Cannes 2018 : Asako (Netemo Sametemo) de Ryusuke Hamaguchi

Asako fait partie des deux films japonais en compétition officielle pour le Festival de Cannes 2018. D’abord charmant puis lassant, le film de Ryusuke Hamaguchi perd tout son potentiel au fil de la projection, qui s’éternise sans avoir grand chose à raconter. 

Le film avait pourtant bien commencé. Avec une romance pleine de douceur, les spectateurs pouvaient être touchés par ce premier amour niais mais d’une grande tendresse. Très vite, le film stagne dans le charme de cette relation perdue, qu’Asako tente de retrouver mais n’obtient que du vide. Le réalisateur meuble tout le film avec des scènes de vie quotidiennes banales au lieu de creuser les fantasmes de son personnage féminin. L’intrigue n’est qu’effleurée alors que les fantômes de son premier amour en sont le sujet principal. Tout l’enjeu du film repose sur la perte d’un premier amour, confondu avec un second, pour ne proposer rien d’autre qu’une monotonie dans laquelle on aimerait donner quelques coups de poing pour que le fil rouge du film fasse quelques vagues.
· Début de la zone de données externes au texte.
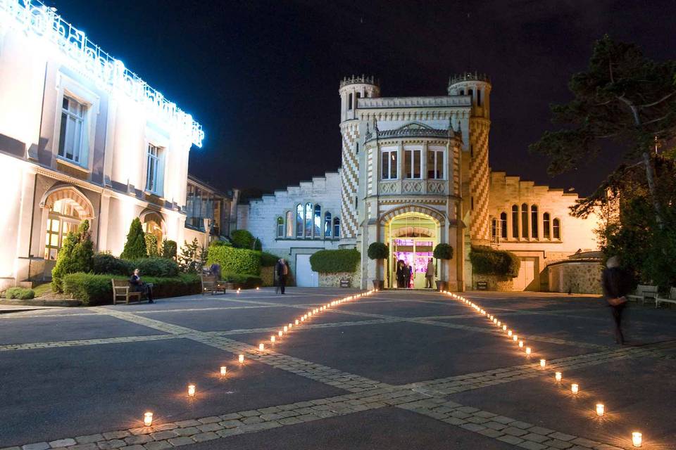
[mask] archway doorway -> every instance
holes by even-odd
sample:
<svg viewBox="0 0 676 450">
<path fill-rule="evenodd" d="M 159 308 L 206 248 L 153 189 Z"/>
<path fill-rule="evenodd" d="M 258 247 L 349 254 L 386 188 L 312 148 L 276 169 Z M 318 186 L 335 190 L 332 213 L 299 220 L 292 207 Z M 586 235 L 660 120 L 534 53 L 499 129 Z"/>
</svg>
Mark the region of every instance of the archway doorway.
<svg viewBox="0 0 676 450">
<path fill-rule="evenodd" d="M 425 288 L 427 262 L 439 243 L 439 222 L 420 212 L 406 212 L 394 217 L 386 227 L 390 254 L 388 261 L 389 288 Z M 396 269 L 403 261 L 413 268 L 413 274 L 403 286 L 397 283 Z"/>
</svg>

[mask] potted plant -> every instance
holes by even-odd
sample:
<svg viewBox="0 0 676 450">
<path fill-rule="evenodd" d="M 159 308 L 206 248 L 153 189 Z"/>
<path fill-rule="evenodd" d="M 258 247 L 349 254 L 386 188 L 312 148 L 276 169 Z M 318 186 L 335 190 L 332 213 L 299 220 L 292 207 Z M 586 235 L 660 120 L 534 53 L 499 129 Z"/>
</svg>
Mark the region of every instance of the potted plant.
<svg viewBox="0 0 676 450">
<path fill-rule="evenodd" d="M 389 249 L 387 248 L 387 245 L 382 243 L 382 242 L 374 242 L 372 243 L 370 245 L 368 246 L 368 251 L 367 252 L 369 259 L 375 259 L 376 261 L 375 264 L 375 277 L 376 279 L 373 280 L 373 288 L 381 290 L 385 282 L 380 279 L 379 276 L 380 264 L 377 264 L 378 260 L 380 259 L 386 259 L 387 256 L 389 255 Z"/>
<path fill-rule="evenodd" d="M 437 267 L 439 267 L 439 259 L 451 259 L 453 258 L 453 247 L 448 244 L 437 244 L 434 247 L 434 258 L 437 259 Z M 445 280 L 437 280 L 437 290 L 446 289 Z"/>
</svg>

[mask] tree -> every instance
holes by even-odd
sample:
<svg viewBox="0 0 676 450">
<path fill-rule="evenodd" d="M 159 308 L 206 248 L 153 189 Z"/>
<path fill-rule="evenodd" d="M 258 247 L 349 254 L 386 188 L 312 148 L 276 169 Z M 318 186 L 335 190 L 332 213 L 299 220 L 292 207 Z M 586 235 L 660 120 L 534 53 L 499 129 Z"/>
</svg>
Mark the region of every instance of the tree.
<svg viewBox="0 0 676 450">
<path fill-rule="evenodd" d="M 553 122 L 566 128 L 546 131 L 530 150 L 550 157 L 550 174 L 589 163 L 611 141 L 622 148 L 625 162 L 639 160 L 645 173 L 656 222 L 664 224 L 656 195 L 651 153 L 655 141 L 676 136 L 676 61 L 656 62 L 632 44 L 616 42 L 606 35 L 594 46 L 586 72 L 572 76 L 568 87 L 573 99 L 551 105 Z M 626 165 L 613 176 L 621 176 Z M 574 210 L 584 217 L 589 207 L 604 201 L 606 184 Z"/>
<path fill-rule="evenodd" d="M 63 292 L 63 276 L 75 272 L 89 272 L 94 268 L 94 243 L 89 231 L 89 221 L 83 220 L 75 232 L 70 231 L 63 240 L 51 269 L 51 287 Z"/>
<path fill-rule="evenodd" d="M 123 259 L 137 259 L 147 257 L 147 256 L 146 234 L 143 232 L 141 220 L 137 217 L 129 226 L 127 242 L 125 243 L 125 248 L 120 257 Z"/>
</svg>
Pourtant, quelques qualités émergent du film. La sobriété de la mise en scène et des images séduisent par l’opposition entre les teintes claires et obscures. Le cadrage assez coutumier du cinéma contemporain est efficace dans sa proposition mais ne suffit pas à raviver la flamme, même si la manière dont les éléments et le personnages se détachent du décor est tout à fait splendide. Les personnages sont totalement mis en valeur et l’on ressent leur émotion mais tout cela s’évapore rapidement à force d’immobilisme, ce qui laisse la désagréable sensation que le talent des comédiens n’est pas exploité. Mais Erika Karata semble en avoir encore beaucoup à montrer. L’indécision fatigante et l’errance d’Asako dans sa propre vie prend le dessus sur la forme et finit par devenir fade à force de longueur et de répétition. Même ce qui devait être la scène clé du film déçoit par son manque d’intensité. Le réalisateur a certes le mérite de surprendre et de ne pas tomber dans les clichés des comédies romantiques mais tout le semblant de construction de l’intrigue s’écroule à ce moment là pour remettre en question son propre personnage central. On notera quelques légères blagues qui ont su faire mouche dans la salle du Grand Théâtre Lumière, avant que l’équipe du film ne soit ovationnée à l’issue du générique.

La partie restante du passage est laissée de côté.